Thanks for your response.
So .. this is a silly question and pardon my very amateur baker mind lol But will this be a good icing for a layered cake and then smooth ( perfectly smooth) outer layer of a cake.
Yes, I use it that way. Here is my tutorial for frosting a smooth cake with this frosting.
I have been making frosting for 30+ years and have always used half butter and half shortening. I have people tell me my icing is the best they’ve ever had. My secret is using mexican vanilla. They aleays ask me of it has cream cheese in it. It does not and im not sure why they think that unless maybe they just can’t figure out the slight difference in the Mexican vanilla. The frosting is really really good though. Lol
Omg lindsay,i tried using shortening for the first time,for my buttercream icing and i am never going back???? i was so sceptical at first but it was amazing,gave me the texture ive been looking for all along( although i still used butter just like you suggested) and it didnt affect the sweet creamy taste whatsoever????…thank you! I def prefer this to just butter.Love from Nigeria!
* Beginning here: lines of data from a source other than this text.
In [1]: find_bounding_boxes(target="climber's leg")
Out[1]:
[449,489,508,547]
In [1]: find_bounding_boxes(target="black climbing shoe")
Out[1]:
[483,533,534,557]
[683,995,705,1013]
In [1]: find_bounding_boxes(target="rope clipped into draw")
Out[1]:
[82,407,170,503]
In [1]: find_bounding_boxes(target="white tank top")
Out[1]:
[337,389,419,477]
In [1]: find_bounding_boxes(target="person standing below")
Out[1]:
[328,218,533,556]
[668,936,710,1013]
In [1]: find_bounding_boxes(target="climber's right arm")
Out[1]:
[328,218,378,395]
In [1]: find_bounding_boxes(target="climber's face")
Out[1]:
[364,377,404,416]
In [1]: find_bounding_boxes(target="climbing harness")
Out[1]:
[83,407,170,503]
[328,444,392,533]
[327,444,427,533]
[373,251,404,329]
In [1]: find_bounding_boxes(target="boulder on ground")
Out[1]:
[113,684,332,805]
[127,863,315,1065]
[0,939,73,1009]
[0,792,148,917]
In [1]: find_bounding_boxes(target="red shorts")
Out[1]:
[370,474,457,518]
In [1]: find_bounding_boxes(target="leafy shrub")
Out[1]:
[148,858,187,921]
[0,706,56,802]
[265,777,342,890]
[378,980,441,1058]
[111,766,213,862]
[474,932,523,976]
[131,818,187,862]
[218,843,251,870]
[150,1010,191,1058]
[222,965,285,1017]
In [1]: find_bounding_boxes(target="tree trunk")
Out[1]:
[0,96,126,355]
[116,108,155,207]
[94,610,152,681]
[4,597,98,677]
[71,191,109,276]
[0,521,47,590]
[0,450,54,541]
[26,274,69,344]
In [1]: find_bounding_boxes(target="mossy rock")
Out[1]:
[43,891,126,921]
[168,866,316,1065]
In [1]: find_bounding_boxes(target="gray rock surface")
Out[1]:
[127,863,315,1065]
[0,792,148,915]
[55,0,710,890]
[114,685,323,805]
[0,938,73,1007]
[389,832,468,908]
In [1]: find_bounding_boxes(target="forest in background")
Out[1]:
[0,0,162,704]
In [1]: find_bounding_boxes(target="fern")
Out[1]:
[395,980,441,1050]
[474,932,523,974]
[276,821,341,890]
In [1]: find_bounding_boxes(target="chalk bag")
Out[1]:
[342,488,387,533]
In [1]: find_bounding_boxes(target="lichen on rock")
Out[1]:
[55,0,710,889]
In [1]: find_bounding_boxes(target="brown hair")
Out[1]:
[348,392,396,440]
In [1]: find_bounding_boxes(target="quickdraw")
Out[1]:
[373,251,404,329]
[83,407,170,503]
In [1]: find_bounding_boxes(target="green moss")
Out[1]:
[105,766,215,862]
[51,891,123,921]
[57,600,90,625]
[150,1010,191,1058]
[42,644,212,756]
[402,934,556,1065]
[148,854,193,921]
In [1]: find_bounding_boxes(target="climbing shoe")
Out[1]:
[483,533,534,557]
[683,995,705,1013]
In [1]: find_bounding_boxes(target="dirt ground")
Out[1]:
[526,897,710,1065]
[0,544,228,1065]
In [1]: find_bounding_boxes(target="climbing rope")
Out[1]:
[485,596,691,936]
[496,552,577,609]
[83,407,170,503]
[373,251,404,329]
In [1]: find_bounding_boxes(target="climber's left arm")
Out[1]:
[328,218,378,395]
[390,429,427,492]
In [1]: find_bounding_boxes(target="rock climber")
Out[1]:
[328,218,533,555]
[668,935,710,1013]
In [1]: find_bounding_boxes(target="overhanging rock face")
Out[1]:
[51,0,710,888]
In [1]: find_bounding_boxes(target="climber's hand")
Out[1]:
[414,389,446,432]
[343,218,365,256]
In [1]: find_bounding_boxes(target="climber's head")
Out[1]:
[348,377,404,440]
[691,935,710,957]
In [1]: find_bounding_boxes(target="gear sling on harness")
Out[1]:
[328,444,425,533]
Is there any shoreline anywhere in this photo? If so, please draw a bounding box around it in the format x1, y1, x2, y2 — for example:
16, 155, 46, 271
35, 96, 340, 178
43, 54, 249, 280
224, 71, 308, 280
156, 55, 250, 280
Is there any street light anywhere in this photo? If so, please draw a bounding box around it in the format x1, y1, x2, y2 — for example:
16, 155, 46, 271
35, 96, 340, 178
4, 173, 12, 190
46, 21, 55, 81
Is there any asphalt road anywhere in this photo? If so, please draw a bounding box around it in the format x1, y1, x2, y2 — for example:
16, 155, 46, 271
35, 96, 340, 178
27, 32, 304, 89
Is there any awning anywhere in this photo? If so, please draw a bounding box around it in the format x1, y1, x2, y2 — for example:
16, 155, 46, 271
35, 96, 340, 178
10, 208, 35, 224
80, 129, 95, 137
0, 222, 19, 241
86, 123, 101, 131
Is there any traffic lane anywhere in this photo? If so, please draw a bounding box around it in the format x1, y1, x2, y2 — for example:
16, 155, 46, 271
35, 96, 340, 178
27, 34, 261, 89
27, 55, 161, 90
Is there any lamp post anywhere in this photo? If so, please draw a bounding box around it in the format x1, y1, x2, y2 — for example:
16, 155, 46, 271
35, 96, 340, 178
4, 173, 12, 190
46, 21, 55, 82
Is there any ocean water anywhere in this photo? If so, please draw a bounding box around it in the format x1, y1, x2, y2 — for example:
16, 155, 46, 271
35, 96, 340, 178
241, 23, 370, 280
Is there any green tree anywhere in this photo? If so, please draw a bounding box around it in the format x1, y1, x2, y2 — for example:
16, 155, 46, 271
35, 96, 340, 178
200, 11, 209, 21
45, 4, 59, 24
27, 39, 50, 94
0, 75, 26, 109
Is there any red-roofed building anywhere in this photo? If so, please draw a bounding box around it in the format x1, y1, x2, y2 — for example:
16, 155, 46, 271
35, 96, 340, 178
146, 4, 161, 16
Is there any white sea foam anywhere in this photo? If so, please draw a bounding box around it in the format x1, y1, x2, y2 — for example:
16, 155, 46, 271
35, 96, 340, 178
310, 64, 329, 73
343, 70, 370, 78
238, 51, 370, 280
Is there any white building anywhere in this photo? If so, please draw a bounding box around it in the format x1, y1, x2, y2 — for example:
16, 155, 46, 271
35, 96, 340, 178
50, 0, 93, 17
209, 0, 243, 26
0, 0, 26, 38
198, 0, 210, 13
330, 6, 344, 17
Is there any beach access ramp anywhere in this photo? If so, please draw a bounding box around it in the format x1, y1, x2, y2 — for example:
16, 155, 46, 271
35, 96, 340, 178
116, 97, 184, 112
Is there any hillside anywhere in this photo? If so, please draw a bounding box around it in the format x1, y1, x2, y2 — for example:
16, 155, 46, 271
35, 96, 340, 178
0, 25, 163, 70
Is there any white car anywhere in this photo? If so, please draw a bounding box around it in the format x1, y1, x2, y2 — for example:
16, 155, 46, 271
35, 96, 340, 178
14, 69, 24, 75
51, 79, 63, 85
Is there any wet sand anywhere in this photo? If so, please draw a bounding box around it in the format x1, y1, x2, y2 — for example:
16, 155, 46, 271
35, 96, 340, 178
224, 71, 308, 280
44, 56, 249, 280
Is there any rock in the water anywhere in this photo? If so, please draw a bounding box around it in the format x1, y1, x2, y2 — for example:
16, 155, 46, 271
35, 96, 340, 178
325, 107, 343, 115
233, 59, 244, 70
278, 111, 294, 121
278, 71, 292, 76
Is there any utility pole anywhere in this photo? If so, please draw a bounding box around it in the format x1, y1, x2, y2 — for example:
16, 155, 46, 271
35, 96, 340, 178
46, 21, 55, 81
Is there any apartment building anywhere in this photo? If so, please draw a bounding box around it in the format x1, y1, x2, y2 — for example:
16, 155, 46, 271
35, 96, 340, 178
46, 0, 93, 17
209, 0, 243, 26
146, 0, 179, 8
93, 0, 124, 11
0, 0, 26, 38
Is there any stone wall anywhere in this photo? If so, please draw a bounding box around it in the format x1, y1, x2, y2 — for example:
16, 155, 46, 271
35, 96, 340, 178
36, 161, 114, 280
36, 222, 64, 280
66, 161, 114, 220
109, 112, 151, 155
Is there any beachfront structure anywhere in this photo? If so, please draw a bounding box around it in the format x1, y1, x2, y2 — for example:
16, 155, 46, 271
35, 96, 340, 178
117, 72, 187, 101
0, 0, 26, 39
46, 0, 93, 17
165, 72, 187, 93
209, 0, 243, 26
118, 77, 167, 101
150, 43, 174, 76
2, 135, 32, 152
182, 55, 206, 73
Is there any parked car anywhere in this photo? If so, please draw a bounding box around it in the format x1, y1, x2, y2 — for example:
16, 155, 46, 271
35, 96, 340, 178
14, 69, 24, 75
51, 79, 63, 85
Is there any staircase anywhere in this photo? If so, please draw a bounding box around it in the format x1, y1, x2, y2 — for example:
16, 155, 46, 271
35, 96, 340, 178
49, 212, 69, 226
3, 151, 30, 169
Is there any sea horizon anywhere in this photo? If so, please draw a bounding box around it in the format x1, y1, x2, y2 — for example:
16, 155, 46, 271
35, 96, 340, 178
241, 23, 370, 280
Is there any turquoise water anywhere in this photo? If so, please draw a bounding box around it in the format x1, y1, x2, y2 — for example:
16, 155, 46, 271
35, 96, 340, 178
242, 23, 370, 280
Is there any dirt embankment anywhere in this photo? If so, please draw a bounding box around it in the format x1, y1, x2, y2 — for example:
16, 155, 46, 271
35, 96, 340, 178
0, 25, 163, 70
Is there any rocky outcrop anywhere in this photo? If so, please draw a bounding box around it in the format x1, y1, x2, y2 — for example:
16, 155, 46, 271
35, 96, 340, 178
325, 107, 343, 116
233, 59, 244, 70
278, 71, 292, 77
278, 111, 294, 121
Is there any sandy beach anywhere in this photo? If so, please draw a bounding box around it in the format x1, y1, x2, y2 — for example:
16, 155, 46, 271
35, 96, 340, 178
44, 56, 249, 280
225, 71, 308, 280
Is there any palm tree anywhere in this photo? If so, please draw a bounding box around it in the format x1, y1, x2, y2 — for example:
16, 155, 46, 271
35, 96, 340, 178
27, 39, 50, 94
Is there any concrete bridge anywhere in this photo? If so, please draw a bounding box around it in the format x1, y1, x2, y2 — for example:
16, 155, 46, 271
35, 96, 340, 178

Awesome! I’m so glad you were happy with it! 🙂
Can you taste the shortening in the icing?
I really think that depends on the person and how sensitive you are to the taste of it. I would say no. I’ve never had anyone who ate my cupcakes ever comment on it. If anything people tell me how great the frosting is. That said, some people who have made the frosting and really can’t stand shortening do notice it.
Hi there..I love all that you do…one question…sometimes all butter buttercream tastes grainy to me…probably due to the powdered sugar not fully disolving..where as swiss or italian meringue buttercream never does…by using half butter half shortening do you ever get a grainy texture?
I’ve never noticed a grainy texture either way. You could try sifting the powdered sugar.
Seen lots of UK posts regarding shortening. I use Trex which is a white vegetarian fat, widely available in supermarkets here in the UK Thanks for a great recipe Lindsay.
Hi,
I thought I posted a question but don’t see it on the board. What I wanted to ask was what kind of frosting consistency I should use to pipe the side of a cake. I plan to make a smash cake so I want to cover the entire cake with pipping frosting.
Have you seen this post? You might find it helpful. I would use something thick, but still sticky since you’ll want it to be able to hold onto the sides of the cake. Something more like a cupcake consistency or the thinner consistency I show in that post would probably be best.
Thank you for getting back to me! That post is really helpful.
Do I chill frosting before putting on cake??
No, it’ll get very firm in the fridge because the butter will harden as it cools.
Hi,
Thanks for the recipe. I’m Iin Nigeria. Will cisco be ok to use as the shortening?
Do you mean crisco? If so, yes.
Hello. How many cupcakes will I be able to frost with this recipe?
Depends on how much frosting you like on your cupcakes. 🙂 If you frost cupcakes like you see in my photos (a good bit of frosting), then it should cover about a dozen cupcakes. If you use a little less frosting, it could cover more.